Sorry, it isn't pasting correctly

Oh here we go on the second post:


----------



## Underd0g (May 10, 2018)

*Everybody Needs A Hobby*
by Underdog

​Being rich isn't easy... that's not true, being rich is too easy. The challenge is gone when you have more money than you can spend in five lifetimes. I walk the quarter mile to my mailbox just for the inconvenience of it. Old man Statler was walking up to his box just as I reached mine.

"Good morning Mr. Statler," I politely said.


"Call me Forrest ," he requested, "I'm not so old that you can't use my first name. You finish that book you been writin'?"


This is the only time I'm forced to interact with him so I guess it's not so bad. I knew his first name; I tell my friends that I like how our houses are positioned because 'You can't see Forrest for the trees'.


"They're computer programs sir," I informed him; again.


"Programs schmograms. When I was your age I was still in the mines doing real work. I couldn't stay at home all day until I retired," he chided.
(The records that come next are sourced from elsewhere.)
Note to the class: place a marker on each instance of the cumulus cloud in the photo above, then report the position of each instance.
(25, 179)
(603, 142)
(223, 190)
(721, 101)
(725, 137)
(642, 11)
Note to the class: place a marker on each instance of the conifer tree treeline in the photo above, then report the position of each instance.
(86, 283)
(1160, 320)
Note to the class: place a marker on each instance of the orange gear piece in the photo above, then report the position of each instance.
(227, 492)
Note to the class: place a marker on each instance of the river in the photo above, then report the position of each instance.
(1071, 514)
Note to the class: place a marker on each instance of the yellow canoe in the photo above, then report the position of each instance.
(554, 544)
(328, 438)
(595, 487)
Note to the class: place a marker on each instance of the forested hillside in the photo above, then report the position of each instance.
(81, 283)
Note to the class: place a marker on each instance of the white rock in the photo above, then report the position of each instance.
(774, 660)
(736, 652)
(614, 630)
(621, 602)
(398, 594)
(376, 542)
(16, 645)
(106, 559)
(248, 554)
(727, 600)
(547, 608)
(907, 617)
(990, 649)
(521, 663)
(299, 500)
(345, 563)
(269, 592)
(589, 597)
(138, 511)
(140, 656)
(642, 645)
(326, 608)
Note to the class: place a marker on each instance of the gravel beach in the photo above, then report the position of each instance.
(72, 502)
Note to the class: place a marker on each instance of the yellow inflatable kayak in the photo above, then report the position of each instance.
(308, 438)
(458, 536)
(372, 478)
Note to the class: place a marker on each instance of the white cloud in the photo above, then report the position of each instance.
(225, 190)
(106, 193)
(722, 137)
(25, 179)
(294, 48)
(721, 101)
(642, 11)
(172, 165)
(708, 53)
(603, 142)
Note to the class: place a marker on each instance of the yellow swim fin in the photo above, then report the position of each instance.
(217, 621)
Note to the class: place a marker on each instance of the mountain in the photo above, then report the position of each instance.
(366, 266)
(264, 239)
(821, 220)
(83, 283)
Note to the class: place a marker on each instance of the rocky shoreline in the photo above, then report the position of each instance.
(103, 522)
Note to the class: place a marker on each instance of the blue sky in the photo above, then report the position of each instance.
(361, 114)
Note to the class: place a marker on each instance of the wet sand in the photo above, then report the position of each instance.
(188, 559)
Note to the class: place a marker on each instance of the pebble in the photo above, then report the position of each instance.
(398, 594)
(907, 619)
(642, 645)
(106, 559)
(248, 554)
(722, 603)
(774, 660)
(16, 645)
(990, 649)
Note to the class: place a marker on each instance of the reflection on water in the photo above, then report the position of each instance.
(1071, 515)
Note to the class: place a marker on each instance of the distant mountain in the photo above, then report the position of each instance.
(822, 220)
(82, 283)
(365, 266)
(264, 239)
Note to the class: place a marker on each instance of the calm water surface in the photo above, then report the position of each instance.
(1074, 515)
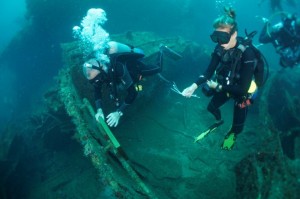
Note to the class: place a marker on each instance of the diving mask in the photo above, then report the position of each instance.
(220, 37)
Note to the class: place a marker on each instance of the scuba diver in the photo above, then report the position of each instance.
(285, 37)
(276, 5)
(229, 82)
(125, 68)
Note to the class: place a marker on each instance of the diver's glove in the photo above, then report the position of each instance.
(229, 141)
(99, 114)
(188, 92)
(113, 118)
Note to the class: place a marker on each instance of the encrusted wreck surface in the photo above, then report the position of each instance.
(158, 157)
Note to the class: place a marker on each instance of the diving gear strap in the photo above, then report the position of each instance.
(209, 130)
(229, 141)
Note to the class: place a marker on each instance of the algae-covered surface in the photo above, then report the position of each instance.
(62, 153)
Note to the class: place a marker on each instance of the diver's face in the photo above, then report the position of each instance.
(224, 38)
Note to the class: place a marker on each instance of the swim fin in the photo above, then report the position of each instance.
(170, 53)
(209, 130)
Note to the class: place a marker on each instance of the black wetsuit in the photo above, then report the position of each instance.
(124, 71)
(235, 87)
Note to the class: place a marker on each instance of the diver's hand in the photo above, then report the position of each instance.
(99, 114)
(188, 92)
(113, 118)
(212, 84)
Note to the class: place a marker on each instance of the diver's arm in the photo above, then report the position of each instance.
(265, 36)
(214, 62)
(246, 74)
(98, 101)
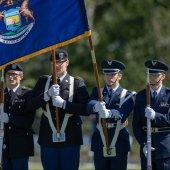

After some small, banal chit chat we went back to our respective homes. I was glad to return to my project. You see, with monetary struggles out of the way, I found a new challenge to keep me charged up. Everybody needs a hobby. Since I live with the highest vantage point in the area, I can survey all the rich people down below. They're not as wealthy as me but they do well.


There is an enclave of houses pretty far away that I've been casing. Yes, I said casing. Since money holds no interest for me I need risk. If I burgle a house, there is the chance for getting caught. I could get jail time, public humiliation. It's invigorating to roll the possibilities over in my mind.There's one house in particular that has my interest. They own a Faberge egg,some first edition classic books and fine art. You'd be amazed what you can learn about people through a telescope and online.


I don't want to get caught. I've thought through every possibility. My window is tinted in such a way that no one can see me as I watch them, even if they have binoculars. I can clearly see every house and know how many people are down there and what their line of vision is. I keep a journal of every movement of every neighbor that could happen by when I commit this felony. I know when they get visitors and when deliveries come. I know the dogs, I know each pet, I know the feeding schedules. Before I leave my house to do this, I will destroy all my notes. 


I have secured a small moving truck for which I paid cash. The owner, out of state, was too eager for the money to find out when I'd be transferring the title. He didn't even get my correct name. It will be in my possession for a very short amount of time. I have never driven it without gloves and have left it parked legally until I'm ready for it. I'll exchange the license plates with those I found on the ground at a junk yard. I'll be disguised with fake facial hair that I've learned to apply, that can't be detected in a casual publicsetting. And lastly, I'll drive the truck back out of state when it's over. I'll leave the keys in the ignition for it to get stolen. I don't care what will happen to it.


I'm not stupid enough to drive down to the small neighborhood in case there are surveillance cameras documenting any activity. They won't have any record of me even being close to the crime.


The house next door to my target has become for sale and vacant, and my mark is on vacation. Realtors don't show up until after 9:00 A.M.. I'll park at this house and have a few innocuous items in my truck just in case someone walks up during the theft. It will look like there is a reason for my presence. I'll simply walk the items next door via a pathway I've determined safe. It should take a total of three trips to get what I want.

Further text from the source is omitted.